Friday, 23 July 2021
Is your website maximising the potential of your business? We look at the straightforward improvements you can make to attract customers and drive sales.
Most businesses today understand the importance of having a web presence, whether it’s simply to provide company information and contact details, to act as a shop window for your products or services, or to drive and process online purchases.
Once your site has been set up, it’s important to keep it looking good and take advantage of the latest developments when it comes to the likes of marketing and search engine optimisation (SEO).
Here are some fast, effective tips that will help your site and your business stay ahead of the competition.
“Your website is about building trust with your customers,” says Josh Elliot, creative director of The Startup Guys, a web design agency. “Don’t use stock imagery that’s cheesy and dated. If you are the business with a small team of between two to 10 people, that needs to come across on your website. Invest in professional images. There are online libraries and a photo shoot can be done in half a day for a couple of hundred pounds.”
Businesses have to make a trade-off when it comes to ensuring their site is optimised for various devices and/or browsers, says Kriston Reid, head of digital design at advertising agency Designate.
“Everyone has to work to a budget so where you focus your attention depends largely on what trends you’re seeing via Google Analytics. If you’re seeing 90% of traffic on mobile, it makes sense to focus your attention on that.”
“Obviously, you’d want the site to perform well on mobile but if you’ve got customers on the bus using a fairly weak signal, you don’t want your site to be too heavy,” Reid adds.
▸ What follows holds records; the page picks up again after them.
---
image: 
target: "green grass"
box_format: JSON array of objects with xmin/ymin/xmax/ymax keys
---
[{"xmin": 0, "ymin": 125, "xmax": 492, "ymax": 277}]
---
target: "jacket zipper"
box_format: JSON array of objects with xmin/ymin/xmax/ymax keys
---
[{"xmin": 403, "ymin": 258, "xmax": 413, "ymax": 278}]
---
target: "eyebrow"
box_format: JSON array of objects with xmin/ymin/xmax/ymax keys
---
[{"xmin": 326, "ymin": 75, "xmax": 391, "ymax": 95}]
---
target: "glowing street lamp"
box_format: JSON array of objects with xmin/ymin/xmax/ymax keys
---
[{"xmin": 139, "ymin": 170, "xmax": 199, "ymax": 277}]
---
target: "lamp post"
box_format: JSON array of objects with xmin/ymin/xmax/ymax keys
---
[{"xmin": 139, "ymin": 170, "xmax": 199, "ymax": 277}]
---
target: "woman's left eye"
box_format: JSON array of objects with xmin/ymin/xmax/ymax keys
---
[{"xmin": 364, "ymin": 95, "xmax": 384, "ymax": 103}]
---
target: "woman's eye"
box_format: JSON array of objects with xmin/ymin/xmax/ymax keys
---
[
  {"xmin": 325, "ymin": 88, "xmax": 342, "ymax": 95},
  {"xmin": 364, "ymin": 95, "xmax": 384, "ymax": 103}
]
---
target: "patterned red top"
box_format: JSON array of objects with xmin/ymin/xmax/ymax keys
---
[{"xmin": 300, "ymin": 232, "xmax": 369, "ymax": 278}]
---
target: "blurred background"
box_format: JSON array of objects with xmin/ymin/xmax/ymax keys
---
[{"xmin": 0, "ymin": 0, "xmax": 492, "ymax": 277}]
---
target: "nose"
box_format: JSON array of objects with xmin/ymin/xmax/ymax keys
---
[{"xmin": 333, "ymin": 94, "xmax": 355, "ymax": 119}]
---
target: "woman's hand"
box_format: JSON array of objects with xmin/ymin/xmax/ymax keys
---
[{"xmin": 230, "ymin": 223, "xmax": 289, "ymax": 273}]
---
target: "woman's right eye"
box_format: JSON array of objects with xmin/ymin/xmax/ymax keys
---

“Consider the weight of the pages: if you’ve got a variety of fonts on the page, for example, that can slow things down. And think about compressing the photography so it looks good but you’ve got a happy medium in terms of the file size. There are sites that can easily test initial download times.”
Your site isn’t much use if people can’t find it on Google or other search engines, but there are simple steps that can boost your ranking. If you’re using DIY web design service such as Squarespace or Wix, there are tools that allow you to make beneficial technical changes to your web pages.
A Wix spokesman says: “Each page on your website can and should have its own unique heading tags. These are short texts very similar to a headline of a newspaper section: after scanning your domain name, search engines scan your site’s headings to gain additional insight on the accuracy of your page.”
“For location-based businesses, regularly blogging on your site – once a week or twice a month – with specific keywords about what you’re offering means you will get ranked more quickly in your local area on searches,” says Elliot.
“It’s much cheaper than SEO, for which you’re going to be paying an agency between £500 and £1,000 a month unless you’re an expert. Blogging is just your time and having some confidence with writing.”
“The most important thing many sites lack is a clear call to action. You’ve got six seconds to capture your prospect’s attention”Josh Elliot, creative director, The Startup Guys
Elliot adds: “Contact Yell.com and any other local directories that your business and site are registered with: make sure your name, address and phone number are the same across your site, your Google Places, Yell listing and so on. Google will then rank you accordingly.”
“The most important thing that many sites lack is a clear call to action,” Elliot says. “You’ve got six seconds in which to capture your prospect’s attention – then what do you want that person to do? Do you want them to give you a call, fill out a form, go to a specific page or portfolio? That must be the first thing you address – have a button on the home page with something like ‘get a free trial’ or ‘get a free consultation’.”
If you’re running a marketing campaign that directs potential customers to your site, there’s no point sending them to your homepage, Elliot adds. “Instead, send them to a landing page entirely devoted to this offer with a call to action. A landing page is a web page on your site with everything removed from it apart from what you want that person – that potential customer – to do. It is totally stripped back, so it’s driving the person to do one thing.”
The Wix spokesman says: “The ultimate goal of a landing page is to get viewers to click, but where is that click taking them? Will they be redirected to a shopping cart? A registration form? Think carefully about the next step and create an easy path for viewers.”
Facebook marketing is one way of driving traffic to your website – but if you don’t yet know enough about it, there is a useful tool to use in the interim called Facebook Pixel, says Elliot.
“Everybody has a Facebook Pixel: all they need to do is to go into their account and go into their Ad Manager tab and create a Facebook Pixel. You then take this Pixel and put it on your website,” he explains.
Once it’s on your site, it allows you to see who has visited you and track their behaviour. “Say you’re a small business selling flowers and someone comes to your website and then leaves,” says Elliot. “That day, they can see an ad in their Facebook feed from your business, perhaps a message saying: ‘Thanks for visiting my website, is there anything I can help with? We’ve just written an article on wedding bouquets, why not take a look?’
“It sounds complicated but it isn’t: just go into YouTube and type in ‘How to install my Facebook Pixel’.”
Where payment or data is required, certification assuring compliance and protection will preserve customer trust.
“For WordPress, Squarespace and a lot of those third-party sites there are payment gateways available,” says Reid. “For the most part they are robust enough to have a decent level of security in place. But it is down to the merchant to keep their customer data safe, and to make sure they have the right firewalls on their servers.”